Why is it not cost effective to inline functions with loops or switch statements?

Question

I noticed that Google's C++ style guide cautions against inlining functions with loops or switch statements:

Another useful rule of thumb: it's typically not cost effective to inline functions with loops or switch statements (unless, in the common case, the loop or switch statement is never executed).

Other comments on StackOverflow have reiterated this sentiment.

Why are functions with loops or switch statements (or gotos) not suitable for or compatible with inlining. Does this apply to functions that contain any type of jump? Does it apply to functions with if statements? Also (and this might be somewhat unrelated), why is inlining functions that return a value discouraged?

I am particularly interested in this question because I am working with a segment of performance-sensitive code. I noticed that after inlining a function that contains a series of if statements, performance degrades pretty significantly. I'm using GNU Make 3.81, if that's relevant.

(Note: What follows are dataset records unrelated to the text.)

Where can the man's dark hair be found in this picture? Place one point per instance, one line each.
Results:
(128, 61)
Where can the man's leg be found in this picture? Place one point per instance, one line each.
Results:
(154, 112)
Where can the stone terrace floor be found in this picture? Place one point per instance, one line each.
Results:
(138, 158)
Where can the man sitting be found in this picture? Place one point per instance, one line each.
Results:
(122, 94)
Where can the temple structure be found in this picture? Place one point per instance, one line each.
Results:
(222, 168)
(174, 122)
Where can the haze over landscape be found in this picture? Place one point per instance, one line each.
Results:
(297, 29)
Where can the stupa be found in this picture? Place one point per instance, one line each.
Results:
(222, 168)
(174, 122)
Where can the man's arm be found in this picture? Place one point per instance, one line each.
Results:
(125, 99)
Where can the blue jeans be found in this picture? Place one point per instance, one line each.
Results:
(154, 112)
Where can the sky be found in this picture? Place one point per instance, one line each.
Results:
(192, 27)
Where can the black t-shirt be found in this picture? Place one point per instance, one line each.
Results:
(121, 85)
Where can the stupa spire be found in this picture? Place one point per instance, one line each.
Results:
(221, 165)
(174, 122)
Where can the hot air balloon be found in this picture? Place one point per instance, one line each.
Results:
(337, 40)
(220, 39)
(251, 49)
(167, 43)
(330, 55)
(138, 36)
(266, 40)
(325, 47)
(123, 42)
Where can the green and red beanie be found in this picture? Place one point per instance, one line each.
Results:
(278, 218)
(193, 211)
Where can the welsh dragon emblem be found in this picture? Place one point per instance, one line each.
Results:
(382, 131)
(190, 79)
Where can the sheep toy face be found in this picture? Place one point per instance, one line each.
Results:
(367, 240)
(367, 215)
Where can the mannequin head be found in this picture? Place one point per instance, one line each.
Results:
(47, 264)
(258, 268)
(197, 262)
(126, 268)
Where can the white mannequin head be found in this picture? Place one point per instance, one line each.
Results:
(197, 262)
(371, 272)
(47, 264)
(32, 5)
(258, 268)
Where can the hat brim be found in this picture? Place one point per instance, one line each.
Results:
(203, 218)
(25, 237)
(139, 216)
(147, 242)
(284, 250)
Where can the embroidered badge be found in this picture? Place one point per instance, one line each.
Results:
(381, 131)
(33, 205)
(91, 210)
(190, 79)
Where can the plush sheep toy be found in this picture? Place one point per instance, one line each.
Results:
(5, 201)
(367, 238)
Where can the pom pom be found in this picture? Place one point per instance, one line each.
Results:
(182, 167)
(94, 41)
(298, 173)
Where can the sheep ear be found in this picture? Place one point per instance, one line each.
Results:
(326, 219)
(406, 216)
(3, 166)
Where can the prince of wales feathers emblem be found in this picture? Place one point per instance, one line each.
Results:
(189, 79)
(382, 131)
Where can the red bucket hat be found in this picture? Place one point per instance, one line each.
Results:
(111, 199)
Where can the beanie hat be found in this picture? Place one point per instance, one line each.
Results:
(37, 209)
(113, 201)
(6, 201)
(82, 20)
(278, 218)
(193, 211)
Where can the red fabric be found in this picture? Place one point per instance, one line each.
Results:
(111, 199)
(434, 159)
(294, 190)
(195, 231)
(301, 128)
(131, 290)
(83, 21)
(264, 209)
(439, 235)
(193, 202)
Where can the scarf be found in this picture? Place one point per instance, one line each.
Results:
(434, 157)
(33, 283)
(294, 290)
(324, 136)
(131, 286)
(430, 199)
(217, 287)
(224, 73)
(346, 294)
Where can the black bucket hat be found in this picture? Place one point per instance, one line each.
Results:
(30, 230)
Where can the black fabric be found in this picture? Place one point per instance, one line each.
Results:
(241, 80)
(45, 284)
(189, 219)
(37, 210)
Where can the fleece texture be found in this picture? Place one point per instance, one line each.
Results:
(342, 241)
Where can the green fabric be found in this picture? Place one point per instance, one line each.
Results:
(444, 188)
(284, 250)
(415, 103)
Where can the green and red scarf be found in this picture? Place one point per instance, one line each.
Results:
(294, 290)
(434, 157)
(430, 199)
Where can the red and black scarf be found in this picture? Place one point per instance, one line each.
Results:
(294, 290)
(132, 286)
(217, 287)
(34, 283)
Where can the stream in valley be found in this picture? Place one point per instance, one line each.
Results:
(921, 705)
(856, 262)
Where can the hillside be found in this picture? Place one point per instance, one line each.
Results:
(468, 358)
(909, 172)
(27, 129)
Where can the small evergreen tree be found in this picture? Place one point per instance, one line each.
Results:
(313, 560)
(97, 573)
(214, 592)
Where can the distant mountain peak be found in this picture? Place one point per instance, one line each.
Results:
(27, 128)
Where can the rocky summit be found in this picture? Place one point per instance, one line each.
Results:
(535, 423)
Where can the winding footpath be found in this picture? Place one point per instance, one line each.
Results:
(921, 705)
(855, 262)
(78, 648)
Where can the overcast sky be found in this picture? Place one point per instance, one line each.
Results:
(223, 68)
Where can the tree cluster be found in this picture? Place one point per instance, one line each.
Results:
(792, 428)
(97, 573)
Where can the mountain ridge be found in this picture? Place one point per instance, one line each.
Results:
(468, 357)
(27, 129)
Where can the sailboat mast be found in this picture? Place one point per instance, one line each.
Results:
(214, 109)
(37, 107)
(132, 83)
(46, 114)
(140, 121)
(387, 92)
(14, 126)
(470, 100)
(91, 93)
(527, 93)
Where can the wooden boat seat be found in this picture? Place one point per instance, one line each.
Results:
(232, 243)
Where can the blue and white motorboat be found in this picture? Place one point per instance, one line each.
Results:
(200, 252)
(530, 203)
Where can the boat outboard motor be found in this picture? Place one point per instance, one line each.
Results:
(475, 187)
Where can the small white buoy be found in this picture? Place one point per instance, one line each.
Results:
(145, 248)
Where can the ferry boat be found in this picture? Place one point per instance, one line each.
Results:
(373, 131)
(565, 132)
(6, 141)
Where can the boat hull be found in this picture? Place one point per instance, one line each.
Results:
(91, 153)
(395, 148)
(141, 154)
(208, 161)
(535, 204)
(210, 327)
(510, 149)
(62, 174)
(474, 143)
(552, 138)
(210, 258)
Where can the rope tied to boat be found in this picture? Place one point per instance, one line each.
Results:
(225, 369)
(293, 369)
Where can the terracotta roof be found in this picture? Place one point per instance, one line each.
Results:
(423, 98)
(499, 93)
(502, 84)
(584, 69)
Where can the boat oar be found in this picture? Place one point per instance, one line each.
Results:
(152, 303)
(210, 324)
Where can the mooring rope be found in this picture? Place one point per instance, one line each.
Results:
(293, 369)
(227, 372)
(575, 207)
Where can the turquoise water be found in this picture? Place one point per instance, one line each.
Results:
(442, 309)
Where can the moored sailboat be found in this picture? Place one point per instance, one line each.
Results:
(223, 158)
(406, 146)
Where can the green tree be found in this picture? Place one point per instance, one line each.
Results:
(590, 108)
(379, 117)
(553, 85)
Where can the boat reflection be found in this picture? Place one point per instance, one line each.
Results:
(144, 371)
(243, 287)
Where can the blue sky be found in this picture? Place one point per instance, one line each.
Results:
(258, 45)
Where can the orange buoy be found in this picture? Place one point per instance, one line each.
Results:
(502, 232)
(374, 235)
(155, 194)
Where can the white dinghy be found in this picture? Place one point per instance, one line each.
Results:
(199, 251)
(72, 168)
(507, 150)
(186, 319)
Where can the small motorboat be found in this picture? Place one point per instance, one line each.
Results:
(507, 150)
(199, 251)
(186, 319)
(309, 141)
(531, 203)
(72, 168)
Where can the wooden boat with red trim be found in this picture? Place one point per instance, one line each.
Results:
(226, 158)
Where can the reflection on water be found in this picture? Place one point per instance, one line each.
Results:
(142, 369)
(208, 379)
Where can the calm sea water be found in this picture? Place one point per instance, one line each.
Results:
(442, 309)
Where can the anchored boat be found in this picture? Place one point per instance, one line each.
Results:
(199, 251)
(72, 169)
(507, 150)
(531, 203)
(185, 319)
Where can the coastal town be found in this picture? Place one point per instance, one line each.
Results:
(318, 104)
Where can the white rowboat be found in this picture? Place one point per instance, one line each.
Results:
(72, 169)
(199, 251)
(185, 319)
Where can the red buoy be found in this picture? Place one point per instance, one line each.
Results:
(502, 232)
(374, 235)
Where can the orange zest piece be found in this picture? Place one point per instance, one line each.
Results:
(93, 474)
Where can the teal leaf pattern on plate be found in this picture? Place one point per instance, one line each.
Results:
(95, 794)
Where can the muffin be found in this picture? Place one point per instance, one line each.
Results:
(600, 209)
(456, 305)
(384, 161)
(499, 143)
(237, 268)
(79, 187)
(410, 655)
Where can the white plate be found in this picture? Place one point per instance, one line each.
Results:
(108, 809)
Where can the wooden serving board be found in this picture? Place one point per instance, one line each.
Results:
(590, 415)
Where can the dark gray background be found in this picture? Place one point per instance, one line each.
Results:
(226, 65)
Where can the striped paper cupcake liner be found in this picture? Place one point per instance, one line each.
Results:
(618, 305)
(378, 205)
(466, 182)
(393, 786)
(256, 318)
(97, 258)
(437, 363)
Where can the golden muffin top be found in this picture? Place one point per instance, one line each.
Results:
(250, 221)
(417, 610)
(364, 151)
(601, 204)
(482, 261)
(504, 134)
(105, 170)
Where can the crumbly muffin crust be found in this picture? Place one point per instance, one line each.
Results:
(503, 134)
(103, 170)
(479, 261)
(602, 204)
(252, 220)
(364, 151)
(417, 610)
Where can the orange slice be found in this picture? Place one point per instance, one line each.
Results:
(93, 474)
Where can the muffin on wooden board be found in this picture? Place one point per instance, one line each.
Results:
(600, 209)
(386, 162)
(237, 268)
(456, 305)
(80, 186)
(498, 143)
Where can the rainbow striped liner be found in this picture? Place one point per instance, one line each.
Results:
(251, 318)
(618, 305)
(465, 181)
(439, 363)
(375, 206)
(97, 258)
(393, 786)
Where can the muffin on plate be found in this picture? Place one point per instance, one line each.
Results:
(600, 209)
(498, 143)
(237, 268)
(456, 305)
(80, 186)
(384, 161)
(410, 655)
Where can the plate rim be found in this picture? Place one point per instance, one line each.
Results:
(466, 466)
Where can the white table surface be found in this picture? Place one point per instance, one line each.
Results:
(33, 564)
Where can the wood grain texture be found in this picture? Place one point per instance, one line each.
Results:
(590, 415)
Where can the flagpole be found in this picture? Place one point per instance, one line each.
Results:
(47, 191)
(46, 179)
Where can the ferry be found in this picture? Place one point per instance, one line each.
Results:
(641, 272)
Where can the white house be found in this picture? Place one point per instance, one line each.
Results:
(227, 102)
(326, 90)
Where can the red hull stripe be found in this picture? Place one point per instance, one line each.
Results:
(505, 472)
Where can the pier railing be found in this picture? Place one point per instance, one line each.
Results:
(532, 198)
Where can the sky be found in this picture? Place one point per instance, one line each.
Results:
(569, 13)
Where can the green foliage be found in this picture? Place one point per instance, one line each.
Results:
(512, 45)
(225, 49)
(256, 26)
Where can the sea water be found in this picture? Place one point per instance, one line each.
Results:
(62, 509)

I'd recommend leaving inlining decisions to the compiler - and so do compiler-writers, who happily ignore which functions the programmer declared `inline`. — EOF, Mar 24 '15 at 01:21
_"I'm using GNU Make 3.81, if that's relevant."_ The more relevant portion might be the C++ compiler implementation used. — πάντα ῥεῖ, Mar 24 '15 at 01:21
Inline is generally within 5 lines of code optimization, cycle and switch statements usually have a large number of logic. And if you need to optimize, the rule of 80/20, find out the pathogeny, careful optimization. Everything after optimization, considering inline — Ron Tang, Mar 24 '15 at 01:23
I've inspected a significant sample of our code as instruction dumps in kdb, and from my experience, our compiler is actually inlining functions that are labelled inline, and explicitly calling functions that are not inline. For my case I think I can assume that this process is relatively straightforward. — olliezhu, Mar 24 '15 at 01:32
@uhwuggawuh: again, which compiler, which architecture? The architecture matters: On archs with stack-based calling conventions (x86 stdcall), the function call has quite high inherent cost. On register-based calling conventions (x86-64, MIPS, x86 fastcall), inlining mostly allows reordering of instructions across the function call, and may eliminate redundant calculations. Some of those advantages can also be gained by constant-propagation. — EOF, Mar 24 '15 at 01:38
@EOF: Some of the code runs on x86-64 architecture, and some of the code is firmware for a network processor architecture (that has register-based calling convention). So in this case, you're saying that when I inline functions I will not be seeing significant improvements associated with eliminating function call overhead? — olliezhu, Mar 24 '15 at 02:07
@EOF I agree with your sentiment but not your statements that compilers ignore inline. — Neil Kirk, Mar 24 '15 at 02:16

score 17 · Accepted Answer · answered Mar 24 '15 at 01:24

17

Inlining functions with conditional branches makes it more difficult for the CPU to accurately predict the branch statements, since each instance of the branch is independent.

If there are several branch statements, successful branch prediction saves a lot more cycles than the cost of calling the function.

Similar logic applies to unrolling loops with switch statements.

The Google guide referenced doesn't mention anything about functions returning values, so I'm assuming that reference is elsewhere, and requires a different question with an explicit citation.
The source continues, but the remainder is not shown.